Mexican politician (born 1981)

Yulma Rocha Aguilar (born 7 September 1981) is a Mexican politician. She has been affiliated with both the Institutional Revolutionary Party (PRI) and, more recently, the Citizens' Movement (MC).
In the 2015 mid-terms, she was elected to the Chamber of Deputies for the PRI to represent Guanajuato's 9th district during the 63rd session of Congress.

==Life and career==
After receiving a degree in public administration from the Universidad de Guanajuato, Rocha broke into politics at a young age: from 2003 to 2006, she served on the city council of Irapuato, and in 2003, she also served as a PRI national political councilor. In 2006, she became a local deputy for the first time, serving a three-year term in the LX Legislature of the Congress of Guanajuato.

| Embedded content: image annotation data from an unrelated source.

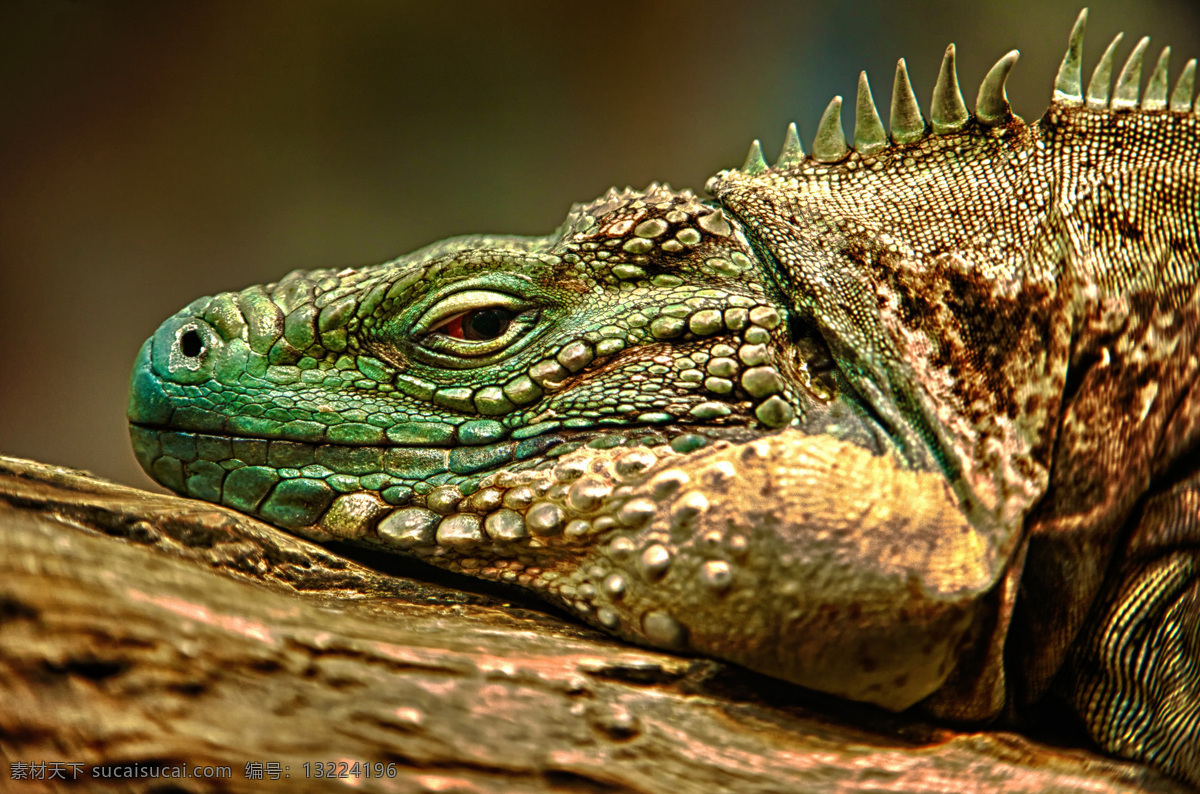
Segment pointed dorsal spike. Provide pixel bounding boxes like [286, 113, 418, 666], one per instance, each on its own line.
[1051, 8, 1087, 106]
[775, 122, 804, 168]
[892, 58, 925, 144]
[812, 96, 850, 163]
[976, 49, 1021, 127]
[1170, 58, 1196, 113]
[1141, 47, 1171, 110]
[1109, 36, 1150, 110]
[1087, 34, 1124, 110]
[854, 72, 888, 155]
[742, 139, 767, 176]
[929, 44, 971, 136]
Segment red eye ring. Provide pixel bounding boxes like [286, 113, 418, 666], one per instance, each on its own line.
[434, 306, 515, 342]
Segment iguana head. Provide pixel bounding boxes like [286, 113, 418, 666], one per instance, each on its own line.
[128, 7, 1195, 714]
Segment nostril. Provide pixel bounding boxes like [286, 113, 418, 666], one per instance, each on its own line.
[179, 329, 204, 359]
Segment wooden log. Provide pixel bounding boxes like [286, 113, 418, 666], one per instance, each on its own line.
[0, 458, 1187, 794]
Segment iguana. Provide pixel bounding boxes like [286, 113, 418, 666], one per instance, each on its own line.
[128, 10, 1200, 784]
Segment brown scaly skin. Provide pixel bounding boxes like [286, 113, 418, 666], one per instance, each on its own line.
[130, 9, 1200, 784]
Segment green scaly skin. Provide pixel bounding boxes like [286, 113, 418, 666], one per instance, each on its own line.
[128, 14, 1200, 784]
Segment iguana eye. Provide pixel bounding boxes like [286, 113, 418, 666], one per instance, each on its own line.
[431, 307, 516, 342]
[413, 289, 538, 359]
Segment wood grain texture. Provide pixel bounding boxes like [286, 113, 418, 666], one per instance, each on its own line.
[0, 458, 1186, 793]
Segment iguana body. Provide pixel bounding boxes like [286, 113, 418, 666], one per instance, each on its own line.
[130, 10, 1200, 784]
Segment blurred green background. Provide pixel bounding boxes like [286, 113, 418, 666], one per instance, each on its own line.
[0, 0, 1200, 485]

Rocha was selected by the PRI as a proportional representation deputy to serve in the 61st Congress. Rocha served as secretary on the Science and Technology Commission and additionally sat on the Commission for the Strengthening of Federalism. She also was one of just nine PRI deputies that did not vote down a constitutional reform that would have restricted abortions. However, just two days into her term, Rocha asked to leave her seat and was replaced with Guillermo Raúl Ruiz de Teresa. Rocha, along with seven other deputies, became known as the "juanitas" because all of their alternate deputies—who would replace them—were men, which represented a misuse of gender quotas whereby women would be elected and then replaced with men. The result of the "juanitas" was that in 2012, the TEPJF required that all combinations of primary and alternate officials be of the same gender, in order to maintain gender quotas. From 2010 to 2014, Rocha served as general secretary of the Guanajuato state PRI, and from 2012 to 2015, she served in the 62nd session of the Congress of Guanajuato and presided over its Education Commission.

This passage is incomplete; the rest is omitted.